At home, she’s in the gym three times a week, and reports her general levels of fitness each day to her trainer via a smartphone app called Snow Sports Wellness Diary, grading her responses from 1 to 10 to questions such as ‘How well did you sleep?’ (where 1 = ‘dreadful’ and 10 = ‘brilliant’) and ‘How do you feel today?’ (1 = ‘bad’ and 10 = ‘awesome’).

She tells me she doesn’t really like being the centre of attention – one of the benefits of skiing is the anonymity of the helmet, and she doesn’t even let family or friends watch her compete – but I rather think she’s going to have to get used to that, if her progress continues at its current rate.

When she’s in the UK, home is with her family in Bushey.

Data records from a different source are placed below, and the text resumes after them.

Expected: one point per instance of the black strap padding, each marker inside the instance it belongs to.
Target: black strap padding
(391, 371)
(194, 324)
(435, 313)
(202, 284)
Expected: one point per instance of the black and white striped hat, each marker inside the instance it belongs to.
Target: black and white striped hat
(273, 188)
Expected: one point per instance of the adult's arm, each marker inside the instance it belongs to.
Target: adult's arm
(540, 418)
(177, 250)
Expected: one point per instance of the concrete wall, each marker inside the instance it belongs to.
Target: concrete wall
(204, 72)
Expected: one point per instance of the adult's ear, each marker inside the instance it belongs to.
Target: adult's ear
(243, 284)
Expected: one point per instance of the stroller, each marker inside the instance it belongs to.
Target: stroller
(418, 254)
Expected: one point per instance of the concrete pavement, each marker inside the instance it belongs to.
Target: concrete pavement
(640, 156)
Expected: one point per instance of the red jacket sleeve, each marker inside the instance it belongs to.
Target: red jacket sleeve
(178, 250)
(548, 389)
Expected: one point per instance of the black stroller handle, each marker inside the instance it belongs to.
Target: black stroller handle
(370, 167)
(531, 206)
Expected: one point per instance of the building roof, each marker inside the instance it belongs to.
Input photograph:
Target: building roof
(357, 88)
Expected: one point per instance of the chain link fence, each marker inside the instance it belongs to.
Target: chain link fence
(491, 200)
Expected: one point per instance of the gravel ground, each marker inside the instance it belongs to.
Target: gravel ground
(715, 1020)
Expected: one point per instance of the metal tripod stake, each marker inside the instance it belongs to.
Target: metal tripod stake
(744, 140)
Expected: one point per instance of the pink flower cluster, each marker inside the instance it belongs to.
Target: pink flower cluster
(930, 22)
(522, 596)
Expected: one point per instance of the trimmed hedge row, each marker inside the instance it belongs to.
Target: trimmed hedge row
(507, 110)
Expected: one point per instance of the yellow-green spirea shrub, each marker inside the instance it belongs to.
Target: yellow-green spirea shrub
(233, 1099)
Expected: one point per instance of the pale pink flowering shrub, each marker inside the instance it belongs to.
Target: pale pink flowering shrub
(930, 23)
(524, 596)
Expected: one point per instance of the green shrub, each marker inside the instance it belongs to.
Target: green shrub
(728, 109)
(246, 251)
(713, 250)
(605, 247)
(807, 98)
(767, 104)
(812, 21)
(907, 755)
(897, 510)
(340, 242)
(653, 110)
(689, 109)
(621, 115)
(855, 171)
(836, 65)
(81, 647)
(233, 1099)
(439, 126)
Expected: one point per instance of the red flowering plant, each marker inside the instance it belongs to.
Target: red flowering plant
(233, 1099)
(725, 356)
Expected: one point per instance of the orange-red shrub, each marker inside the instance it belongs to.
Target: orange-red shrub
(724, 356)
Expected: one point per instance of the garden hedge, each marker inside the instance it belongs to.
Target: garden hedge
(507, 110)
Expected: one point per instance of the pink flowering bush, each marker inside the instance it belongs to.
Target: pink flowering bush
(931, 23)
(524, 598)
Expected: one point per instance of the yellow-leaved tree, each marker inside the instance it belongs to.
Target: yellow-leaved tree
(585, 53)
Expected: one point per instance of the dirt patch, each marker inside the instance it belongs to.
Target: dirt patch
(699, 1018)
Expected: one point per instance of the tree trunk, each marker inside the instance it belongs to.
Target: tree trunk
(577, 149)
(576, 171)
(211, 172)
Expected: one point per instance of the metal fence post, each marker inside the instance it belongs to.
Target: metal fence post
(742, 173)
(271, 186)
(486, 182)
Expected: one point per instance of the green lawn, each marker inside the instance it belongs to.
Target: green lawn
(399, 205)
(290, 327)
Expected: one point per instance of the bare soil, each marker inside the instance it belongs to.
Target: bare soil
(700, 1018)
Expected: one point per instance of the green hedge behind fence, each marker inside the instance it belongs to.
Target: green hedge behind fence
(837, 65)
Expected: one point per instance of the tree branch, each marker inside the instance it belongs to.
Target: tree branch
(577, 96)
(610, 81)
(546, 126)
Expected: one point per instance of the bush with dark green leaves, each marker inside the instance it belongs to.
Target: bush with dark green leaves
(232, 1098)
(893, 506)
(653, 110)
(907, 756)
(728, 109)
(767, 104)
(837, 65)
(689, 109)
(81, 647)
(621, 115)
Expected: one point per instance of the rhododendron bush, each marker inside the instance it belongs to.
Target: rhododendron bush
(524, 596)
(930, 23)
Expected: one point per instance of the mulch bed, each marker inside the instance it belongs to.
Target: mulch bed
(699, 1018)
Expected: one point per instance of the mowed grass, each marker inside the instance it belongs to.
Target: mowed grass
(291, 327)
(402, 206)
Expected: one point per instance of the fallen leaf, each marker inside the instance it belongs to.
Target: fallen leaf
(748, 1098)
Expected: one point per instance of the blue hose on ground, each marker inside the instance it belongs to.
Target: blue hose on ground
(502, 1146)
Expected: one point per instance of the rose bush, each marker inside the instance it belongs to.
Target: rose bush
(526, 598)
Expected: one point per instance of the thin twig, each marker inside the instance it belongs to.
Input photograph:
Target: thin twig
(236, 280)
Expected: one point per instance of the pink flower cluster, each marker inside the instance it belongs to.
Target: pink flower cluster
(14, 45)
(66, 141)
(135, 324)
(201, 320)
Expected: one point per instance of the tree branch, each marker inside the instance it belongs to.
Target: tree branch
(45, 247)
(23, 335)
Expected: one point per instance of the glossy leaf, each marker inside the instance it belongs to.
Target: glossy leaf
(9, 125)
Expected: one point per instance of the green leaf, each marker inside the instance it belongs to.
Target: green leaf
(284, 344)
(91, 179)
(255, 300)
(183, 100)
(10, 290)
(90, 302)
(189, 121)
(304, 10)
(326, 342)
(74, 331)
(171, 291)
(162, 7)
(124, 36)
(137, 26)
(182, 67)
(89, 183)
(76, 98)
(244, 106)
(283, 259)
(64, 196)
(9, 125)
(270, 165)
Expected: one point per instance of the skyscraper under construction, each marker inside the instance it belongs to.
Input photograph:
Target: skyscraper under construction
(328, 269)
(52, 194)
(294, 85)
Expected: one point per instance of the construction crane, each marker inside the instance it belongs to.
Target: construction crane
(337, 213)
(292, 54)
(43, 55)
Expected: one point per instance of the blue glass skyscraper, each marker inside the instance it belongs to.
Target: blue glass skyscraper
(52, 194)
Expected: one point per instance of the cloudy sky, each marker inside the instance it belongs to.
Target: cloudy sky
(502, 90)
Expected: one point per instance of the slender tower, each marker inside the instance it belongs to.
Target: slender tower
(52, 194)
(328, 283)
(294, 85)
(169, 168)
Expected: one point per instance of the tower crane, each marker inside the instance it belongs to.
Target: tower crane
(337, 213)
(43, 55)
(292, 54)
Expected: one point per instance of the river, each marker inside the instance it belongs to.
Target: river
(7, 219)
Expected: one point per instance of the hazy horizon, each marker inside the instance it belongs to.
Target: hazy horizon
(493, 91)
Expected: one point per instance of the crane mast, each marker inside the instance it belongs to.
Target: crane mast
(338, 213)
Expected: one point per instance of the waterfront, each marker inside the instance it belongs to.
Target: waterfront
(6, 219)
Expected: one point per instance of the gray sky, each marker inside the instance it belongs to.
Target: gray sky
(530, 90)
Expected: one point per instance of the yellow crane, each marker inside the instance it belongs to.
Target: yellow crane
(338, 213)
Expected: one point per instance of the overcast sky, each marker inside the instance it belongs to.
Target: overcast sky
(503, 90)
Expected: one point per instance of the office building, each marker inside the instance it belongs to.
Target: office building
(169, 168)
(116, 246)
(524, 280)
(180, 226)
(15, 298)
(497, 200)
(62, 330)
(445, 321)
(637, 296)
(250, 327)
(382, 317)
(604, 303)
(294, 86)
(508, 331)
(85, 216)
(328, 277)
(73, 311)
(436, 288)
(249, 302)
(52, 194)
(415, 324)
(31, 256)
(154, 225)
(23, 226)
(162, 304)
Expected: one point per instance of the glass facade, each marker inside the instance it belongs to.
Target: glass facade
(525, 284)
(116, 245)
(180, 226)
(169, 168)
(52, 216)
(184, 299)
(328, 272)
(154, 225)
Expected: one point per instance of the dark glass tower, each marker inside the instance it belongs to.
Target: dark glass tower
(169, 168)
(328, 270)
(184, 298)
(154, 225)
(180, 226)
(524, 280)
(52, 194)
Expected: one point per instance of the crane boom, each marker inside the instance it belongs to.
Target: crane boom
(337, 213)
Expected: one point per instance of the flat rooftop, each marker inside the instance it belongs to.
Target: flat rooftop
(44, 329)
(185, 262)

In fact, she’s local through-and-through. She went to St Hilda’s School on the High Street and then on to Aldenham School. She was studying Mechanical Engineering at Oxford Brookes University – “I’ve always liked cars, always been practical and maths-orientated” – when the permanent pull of the slopes finally became irresistible, and she decided to defer the remainder of her degree. This year’s success has justified that decision. “It was a relief to win… all the training paid off.”

Grace is keen to acknowledge all the help that she’s received, from her occupational therapist and her physiotherapist, for example, and from her coaches – Euan Bennet, Nick Fletcher and Fred Pellerin – but the people to whom she pays the greatest consistent tribute are her parents, Jean Conway and Keith Murray. “They’re the most important people in my life… I cannot thank them enough.” Without them, Grace says openly, she wouldn’t be where she is today, and that’s not only because of the emotional support that they have given her. “They are always there to guide me,” she explains, “but they have also been able to fund my dreams”.